Se la coerenza non è più una virtù

Se la coerenza non è più una virtù

Meno ardimentosa di Renzi ed, in fondo, meno coerente, Giorgia Meloni mette avanti le mani ed afferma che se il presumibile referendum popolare, relativo al “premierato”, dovesse mandare a carte quarantotto la sua riforma costituzionale, lei neppure si sognerebbe di rimettere il suo mandato a Palazzo Chigi. Che c’entra, in sostanza – sembra voler dire – il Governo con la riforma della Carta?

Di per sé il ragionamento non fa una grinza. Mettere mano alla Costituzione, infatti, sarebbe, se mai, compito del Parlamento, di tutte le forze politiche che vi sono rappresentate. In ultima istanza, si dovrebbe dire, dell’Italia e degli italiani chiamati a disegnare concordemente, coinvolti in un vasto discorso pubblico e collettivo, le regole fondative della loro convivenza civile. In un confronto libero e spassionato, non proposto – e, di fatto, imposto alla propria maggioranza – dal Governo.

Le costituzioni sono una cosa viva, devono avere un’anima, devono portare ad un punto di sintesi lo spirito di un frangente storico talmente rilevante da poter essere interpretato come un nuovo inizio, l’avvio di una fase storica nuova, più avanzata, che proietta una collettività verso le attese e le speranze del suo domani. Niente di tutto questo, oggi.

Ma, per tornare al punto, nel nostro caso le cose sono andate diversamente.

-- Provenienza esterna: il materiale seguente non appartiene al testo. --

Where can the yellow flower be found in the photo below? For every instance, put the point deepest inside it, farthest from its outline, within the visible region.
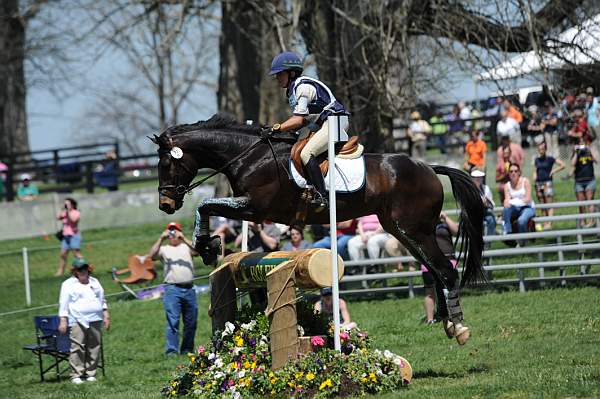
(325, 384)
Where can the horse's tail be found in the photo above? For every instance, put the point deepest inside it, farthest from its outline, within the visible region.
(470, 231)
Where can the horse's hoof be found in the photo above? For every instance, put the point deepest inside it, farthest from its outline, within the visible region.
(449, 329)
(462, 335)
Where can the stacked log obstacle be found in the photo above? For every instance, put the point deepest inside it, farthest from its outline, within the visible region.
(281, 272)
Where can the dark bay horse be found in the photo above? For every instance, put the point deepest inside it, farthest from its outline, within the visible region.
(405, 194)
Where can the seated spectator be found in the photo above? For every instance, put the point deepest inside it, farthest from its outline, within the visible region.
(371, 237)
(444, 231)
(509, 126)
(325, 306)
(582, 167)
(82, 308)
(262, 237)
(517, 201)
(297, 242)
(394, 248)
(475, 150)
(488, 201)
(345, 231)
(502, 172)
(418, 131)
(542, 176)
(27, 191)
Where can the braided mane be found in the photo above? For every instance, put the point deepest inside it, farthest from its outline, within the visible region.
(216, 122)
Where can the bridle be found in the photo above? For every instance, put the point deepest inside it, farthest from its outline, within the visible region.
(181, 189)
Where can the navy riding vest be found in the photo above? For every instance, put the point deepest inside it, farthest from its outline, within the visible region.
(324, 105)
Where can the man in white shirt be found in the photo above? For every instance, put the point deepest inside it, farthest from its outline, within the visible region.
(82, 307)
(509, 126)
(180, 297)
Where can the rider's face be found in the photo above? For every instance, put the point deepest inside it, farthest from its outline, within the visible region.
(283, 78)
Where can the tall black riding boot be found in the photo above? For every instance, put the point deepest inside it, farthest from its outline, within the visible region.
(316, 179)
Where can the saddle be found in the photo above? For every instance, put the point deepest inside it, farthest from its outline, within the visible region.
(349, 150)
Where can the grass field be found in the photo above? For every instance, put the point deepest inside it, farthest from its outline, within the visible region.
(544, 343)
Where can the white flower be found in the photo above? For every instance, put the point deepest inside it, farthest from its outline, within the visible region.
(249, 326)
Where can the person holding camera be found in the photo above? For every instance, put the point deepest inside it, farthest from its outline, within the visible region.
(71, 236)
(180, 297)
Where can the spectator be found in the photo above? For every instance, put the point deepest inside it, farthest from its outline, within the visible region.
(27, 191)
(582, 167)
(325, 305)
(475, 150)
(394, 248)
(502, 171)
(418, 131)
(71, 241)
(180, 297)
(296, 242)
(517, 201)
(542, 176)
(444, 231)
(3, 169)
(508, 126)
(371, 236)
(345, 231)
(82, 307)
(108, 174)
(516, 151)
(262, 237)
(550, 129)
(439, 130)
(580, 130)
(593, 120)
(488, 201)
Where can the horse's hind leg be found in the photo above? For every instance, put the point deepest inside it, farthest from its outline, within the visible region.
(445, 273)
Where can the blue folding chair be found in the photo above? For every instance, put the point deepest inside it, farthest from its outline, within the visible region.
(50, 343)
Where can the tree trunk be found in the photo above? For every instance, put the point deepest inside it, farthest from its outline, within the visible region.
(13, 117)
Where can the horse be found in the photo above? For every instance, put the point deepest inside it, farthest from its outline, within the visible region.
(405, 194)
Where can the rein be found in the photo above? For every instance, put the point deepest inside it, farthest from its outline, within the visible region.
(181, 189)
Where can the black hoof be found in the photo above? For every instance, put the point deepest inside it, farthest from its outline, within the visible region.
(209, 248)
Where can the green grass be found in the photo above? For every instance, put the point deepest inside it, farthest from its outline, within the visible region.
(544, 343)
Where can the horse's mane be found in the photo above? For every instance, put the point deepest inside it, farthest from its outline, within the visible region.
(216, 122)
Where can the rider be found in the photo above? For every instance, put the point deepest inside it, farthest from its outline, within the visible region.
(311, 103)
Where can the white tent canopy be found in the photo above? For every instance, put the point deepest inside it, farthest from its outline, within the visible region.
(579, 45)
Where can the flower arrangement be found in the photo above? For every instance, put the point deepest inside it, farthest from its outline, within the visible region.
(238, 364)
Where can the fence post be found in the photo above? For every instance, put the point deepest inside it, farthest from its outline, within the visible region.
(89, 177)
(26, 276)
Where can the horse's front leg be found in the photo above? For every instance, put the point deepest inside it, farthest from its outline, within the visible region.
(234, 208)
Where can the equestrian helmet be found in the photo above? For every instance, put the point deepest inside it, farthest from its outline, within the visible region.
(286, 61)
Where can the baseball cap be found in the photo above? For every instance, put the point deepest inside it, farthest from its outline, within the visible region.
(174, 225)
(79, 263)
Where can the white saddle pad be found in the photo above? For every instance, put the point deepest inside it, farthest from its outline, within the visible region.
(349, 175)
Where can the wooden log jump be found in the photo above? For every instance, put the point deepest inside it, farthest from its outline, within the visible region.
(281, 272)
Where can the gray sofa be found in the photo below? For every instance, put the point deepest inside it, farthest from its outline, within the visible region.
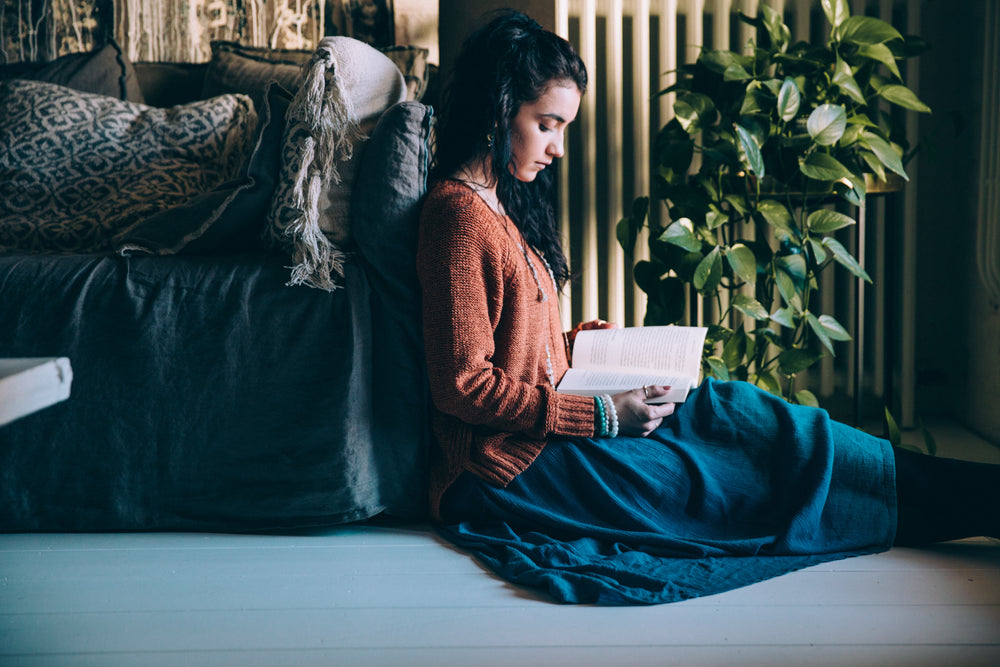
(208, 392)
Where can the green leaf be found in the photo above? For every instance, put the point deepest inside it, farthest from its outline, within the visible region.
(819, 252)
(833, 328)
(794, 361)
(757, 100)
(794, 265)
(715, 218)
(628, 228)
(882, 54)
(769, 383)
(844, 79)
(820, 332)
(904, 97)
(777, 215)
(718, 368)
(789, 99)
(709, 272)
(865, 30)
(836, 11)
(873, 163)
(807, 398)
(734, 350)
(884, 151)
(736, 73)
(823, 221)
(754, 160)
(827, 123)
(694, 112)
(719, 60)
(788, 291)
(672, 299)
(784, 317)
(681, 233)
(823, 167)
(845, 258)
(749, 306)
(743, 262)
(647, 276)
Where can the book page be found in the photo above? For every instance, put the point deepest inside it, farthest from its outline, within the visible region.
(591, 382)
(666, 350)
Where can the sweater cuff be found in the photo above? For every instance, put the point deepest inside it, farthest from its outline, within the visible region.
(574, 415)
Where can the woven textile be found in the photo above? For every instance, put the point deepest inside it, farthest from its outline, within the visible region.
(78, 170)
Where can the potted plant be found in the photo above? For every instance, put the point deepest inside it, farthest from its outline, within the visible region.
(781, 130)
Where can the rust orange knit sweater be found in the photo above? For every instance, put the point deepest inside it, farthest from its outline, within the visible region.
(485, 332)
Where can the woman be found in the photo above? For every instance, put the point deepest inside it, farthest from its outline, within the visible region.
(613, 500)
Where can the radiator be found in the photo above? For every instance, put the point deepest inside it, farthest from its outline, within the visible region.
(630, 47)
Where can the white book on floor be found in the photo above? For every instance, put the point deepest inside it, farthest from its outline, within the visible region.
(30, 384)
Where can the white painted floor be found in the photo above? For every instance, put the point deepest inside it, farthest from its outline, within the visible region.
(396, 595)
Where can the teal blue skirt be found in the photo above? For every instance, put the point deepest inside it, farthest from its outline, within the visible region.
(736, 487)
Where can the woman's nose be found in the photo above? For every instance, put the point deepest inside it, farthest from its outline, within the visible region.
(557, 148)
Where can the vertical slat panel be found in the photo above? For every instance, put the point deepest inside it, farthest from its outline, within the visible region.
(616, 139)
(563, 10)
(588, 130)
(988, 246)
(641, 100)
(597, 241)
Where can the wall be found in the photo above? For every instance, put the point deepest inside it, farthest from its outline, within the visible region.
(958, 322)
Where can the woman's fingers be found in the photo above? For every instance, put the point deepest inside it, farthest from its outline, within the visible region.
(636, 416)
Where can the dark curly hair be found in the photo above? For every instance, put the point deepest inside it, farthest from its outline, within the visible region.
(508, 62)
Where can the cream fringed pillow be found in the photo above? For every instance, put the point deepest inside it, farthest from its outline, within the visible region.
(343, 91)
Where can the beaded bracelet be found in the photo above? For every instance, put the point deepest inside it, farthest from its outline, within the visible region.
(612, 415)
(600, 418)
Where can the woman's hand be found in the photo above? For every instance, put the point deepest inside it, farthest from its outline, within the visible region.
(569, 337)
(635, 416)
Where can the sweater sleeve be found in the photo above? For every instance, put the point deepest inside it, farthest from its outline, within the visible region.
(475, 347)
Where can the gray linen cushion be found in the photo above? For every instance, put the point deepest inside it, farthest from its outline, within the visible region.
(78, 170)
(235, 68)
(103, 71)
(388, 194)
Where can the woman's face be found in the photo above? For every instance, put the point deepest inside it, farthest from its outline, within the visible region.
(539, 129)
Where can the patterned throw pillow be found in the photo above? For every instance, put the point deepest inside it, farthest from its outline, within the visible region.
(78, 170)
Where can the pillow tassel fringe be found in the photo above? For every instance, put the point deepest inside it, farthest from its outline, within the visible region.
(321, 130)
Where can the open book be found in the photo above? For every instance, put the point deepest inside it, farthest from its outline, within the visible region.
(609, 361)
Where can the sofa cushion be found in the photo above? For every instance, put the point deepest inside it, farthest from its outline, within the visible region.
(344, 90)
(388, 194)
(77, 170)
(390, 186)
(235, 68)
(104, 71)
(412, 62)
(230, 217)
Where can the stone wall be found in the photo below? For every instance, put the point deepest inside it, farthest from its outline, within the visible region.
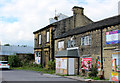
(94, 50)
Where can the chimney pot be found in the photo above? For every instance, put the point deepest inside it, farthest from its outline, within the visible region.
(77, 10)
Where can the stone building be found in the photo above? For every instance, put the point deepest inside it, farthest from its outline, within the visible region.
(95, 41)
(44, 43)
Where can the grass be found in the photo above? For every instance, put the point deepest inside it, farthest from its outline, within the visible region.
(43, 70)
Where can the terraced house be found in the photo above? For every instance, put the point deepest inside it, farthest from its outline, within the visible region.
(44, 38)
(98, 40)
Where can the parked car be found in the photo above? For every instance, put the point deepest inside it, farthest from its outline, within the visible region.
(4, 65)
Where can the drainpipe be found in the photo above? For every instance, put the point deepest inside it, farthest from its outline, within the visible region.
(52, 43)
(101, 49)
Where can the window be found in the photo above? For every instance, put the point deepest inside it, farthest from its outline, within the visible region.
(39, 39)
(48, 36)
(61, 44)
(86, 40)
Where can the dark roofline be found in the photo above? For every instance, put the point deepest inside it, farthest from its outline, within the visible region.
(93, 26)
(50, 25)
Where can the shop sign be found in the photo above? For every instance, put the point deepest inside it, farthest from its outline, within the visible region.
(86, 63)
(115, 76)
(61, 63)
(117, 57)
(113, 37)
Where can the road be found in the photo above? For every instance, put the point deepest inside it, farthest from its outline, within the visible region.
(21, 75)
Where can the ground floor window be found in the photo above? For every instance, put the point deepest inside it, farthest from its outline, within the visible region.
(38, 57)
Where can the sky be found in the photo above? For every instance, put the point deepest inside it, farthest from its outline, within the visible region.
(20, 18)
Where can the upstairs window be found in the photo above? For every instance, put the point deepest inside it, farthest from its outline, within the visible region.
(39, 39)
(61, 44)
(48, 36)
(86, 40)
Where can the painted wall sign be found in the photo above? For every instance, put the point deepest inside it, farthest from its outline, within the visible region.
(113, 37)
(115, 76)
(86, 63)
(61, 63)
(117, 57)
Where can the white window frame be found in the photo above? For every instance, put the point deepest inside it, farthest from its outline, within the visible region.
(48, 36)
(40, 39)
(60, 44)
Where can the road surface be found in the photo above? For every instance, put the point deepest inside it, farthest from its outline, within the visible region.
(21, 75)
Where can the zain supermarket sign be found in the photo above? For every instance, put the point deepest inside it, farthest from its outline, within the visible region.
(113, 37)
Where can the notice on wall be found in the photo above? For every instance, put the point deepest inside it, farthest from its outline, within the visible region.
(113, 37)
(117, 57)
(86, 63)
(61, 63)
(115, 76)
(37, 60)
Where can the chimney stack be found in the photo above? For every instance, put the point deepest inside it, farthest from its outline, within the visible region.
(77, 10)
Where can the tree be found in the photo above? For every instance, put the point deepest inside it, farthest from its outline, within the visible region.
(6, 44)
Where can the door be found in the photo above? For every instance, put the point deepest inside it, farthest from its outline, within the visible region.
(46, 58)
(71, 66)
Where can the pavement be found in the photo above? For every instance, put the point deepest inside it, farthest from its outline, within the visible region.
(22, 75)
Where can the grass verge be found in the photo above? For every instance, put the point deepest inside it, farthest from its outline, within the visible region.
(43, 70)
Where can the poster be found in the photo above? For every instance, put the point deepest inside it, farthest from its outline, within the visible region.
(117, 57)
(86, 63)
(112, 37)
(61, 63)
(37, 60)
(115, 76)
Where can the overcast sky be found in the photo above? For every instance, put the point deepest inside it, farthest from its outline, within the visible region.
(20, 18)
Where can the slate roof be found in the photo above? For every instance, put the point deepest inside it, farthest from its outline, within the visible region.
(93, 26)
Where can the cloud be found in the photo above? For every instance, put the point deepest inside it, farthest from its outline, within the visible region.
(30, 15)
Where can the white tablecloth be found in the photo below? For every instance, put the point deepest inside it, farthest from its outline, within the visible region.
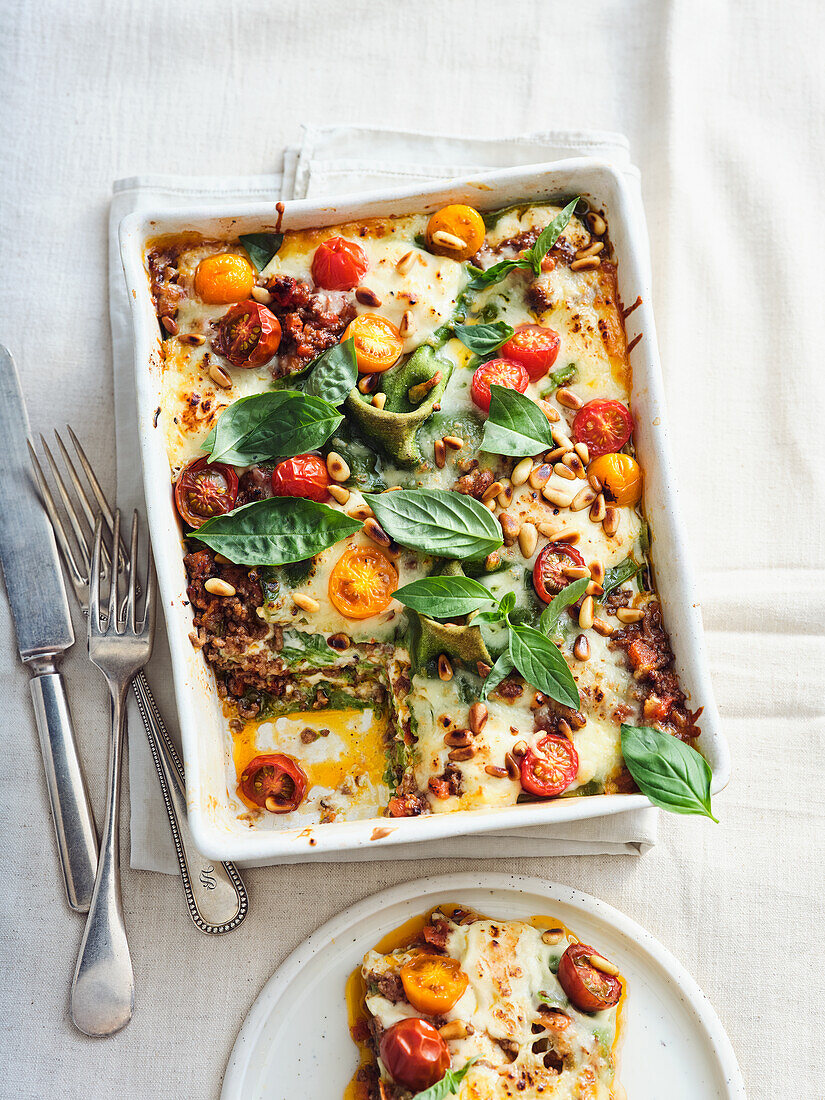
(723, 105)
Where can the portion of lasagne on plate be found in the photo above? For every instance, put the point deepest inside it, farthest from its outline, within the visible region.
(482, 1010)
(403, 454)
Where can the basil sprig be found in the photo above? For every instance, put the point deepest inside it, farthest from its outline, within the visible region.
(276, 425)
(546, 240)
(671, 773)
(516, 426)
(448, 1086)
(276, 531)
(437, 521)
(261, 246)
(484, 339)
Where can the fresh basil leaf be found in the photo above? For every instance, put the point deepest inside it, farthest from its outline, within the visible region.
(437, 521)
(484, 339)
(549, 235)
(516, 426)
(444, 596)
(276, 425)
(617, 575)
(448, 1086)
(542, 666)
(275, 531)
(671, 773)
(565, 598)
(333, 373)
(261, 246)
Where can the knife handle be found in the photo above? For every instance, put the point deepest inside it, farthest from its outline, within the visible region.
(77, 838)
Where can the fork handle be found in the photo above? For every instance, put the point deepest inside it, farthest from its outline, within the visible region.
(77, 838)
(216, 895)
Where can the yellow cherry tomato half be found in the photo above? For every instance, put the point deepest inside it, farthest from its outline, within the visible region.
(432, 982)
(362, 582)
(620, 475)
(223, 278)
(455, 231)
(378, 343)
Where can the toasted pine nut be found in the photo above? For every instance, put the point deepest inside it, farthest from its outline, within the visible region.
(444, 669)
(306, 603)
(521, 471)
(338, 469)
(586, 614)
(216, 586)
(219, 376)
(629, 614)
(528, 538)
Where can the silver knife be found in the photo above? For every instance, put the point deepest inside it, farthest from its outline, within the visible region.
(43, 626)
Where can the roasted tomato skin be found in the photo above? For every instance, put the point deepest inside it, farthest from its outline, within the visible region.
(605, 426)
(222, 278)
(339, 264)
(535, 347)
(249, 334)
(305, 475)
(204, 491)
(587, 988)
(433, 982)
(362, 582)
(414, 1054)
(550, 770)
(274, 782)
(498, 372)
(548, 579)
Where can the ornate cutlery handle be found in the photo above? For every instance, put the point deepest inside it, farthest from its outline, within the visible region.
(215, 891)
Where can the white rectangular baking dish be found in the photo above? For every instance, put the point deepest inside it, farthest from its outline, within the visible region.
(215, 823)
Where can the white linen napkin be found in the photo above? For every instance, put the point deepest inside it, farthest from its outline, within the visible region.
(332, 161)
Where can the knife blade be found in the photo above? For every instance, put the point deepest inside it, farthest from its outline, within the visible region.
(40, 611)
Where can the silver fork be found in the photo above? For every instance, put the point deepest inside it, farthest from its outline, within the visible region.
(216, 897)
(120, 644)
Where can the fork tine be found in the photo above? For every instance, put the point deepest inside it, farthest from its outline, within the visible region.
(54, 516)
(68, 505)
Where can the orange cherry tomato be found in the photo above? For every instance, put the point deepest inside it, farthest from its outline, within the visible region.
(497, 372)
(223, 278)
(204, 491)
(339, 264)
(414, 1054)
(304, 475)
(362, 582)
(378, 343)
(432, 982)
(587, 988)
(455, 231)
(249, 334)
(604, 426)
(620, 476)
(535, 348)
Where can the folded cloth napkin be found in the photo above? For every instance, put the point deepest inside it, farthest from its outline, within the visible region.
(332, 161)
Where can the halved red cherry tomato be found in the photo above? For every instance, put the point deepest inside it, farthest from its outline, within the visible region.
(304, 475)
(249, 334)
(551, 769)
(498, 372)
(605, 426)
(414, 1054)
(548, 573)
(535, 348)
(433, 982)
(587, 988)
(339, 264)
(204, 491)
(274, 782)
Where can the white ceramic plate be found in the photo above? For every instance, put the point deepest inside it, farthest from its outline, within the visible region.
(295, 1041)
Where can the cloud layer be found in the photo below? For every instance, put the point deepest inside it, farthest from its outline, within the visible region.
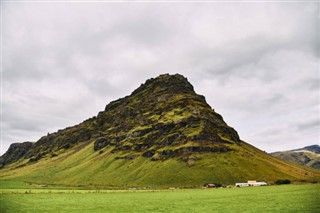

Difatti, il disegno di riforma nel segno del “premierato” è, appunto, esattamente avanzato dal Governo e dalla sua maggioranza, per cui – a meno di una palese e grossolana contraddizione – non è possibile cacciare dalla finestra ciò che si è fatto entrare dalla porta.

In definitiva, Renzi ha avuto l’ ardire di giocarsi la partita fino in fondo, scommettendo su una posta ultimativa, addirittura la sua sopravvivenza politica. Forse pensava che, esposti al rischio di perderlo, gli italiani avrebbero trangugiato di tutto. Così non è stato. Renzi ha cambiato avviso eppure va riconosciuto che un prezzo – magari “obtorto collo” – lo ha pur pagato. Ha dovuto dimettersi dalla segreteria del PD ed il conto glielo hanno presentato gli elettori, limitando il suo consenso sotto la fatidica soglia del 3%.

Giorgia Meloni, al contrario, si cautela fin d’ora e, francamente, da una leader talmente assertiva, sarebbe legittimo attendersi un coraggio che, invece, evidentemente non ha. Pure lei getta il sasso e nasconde la mano?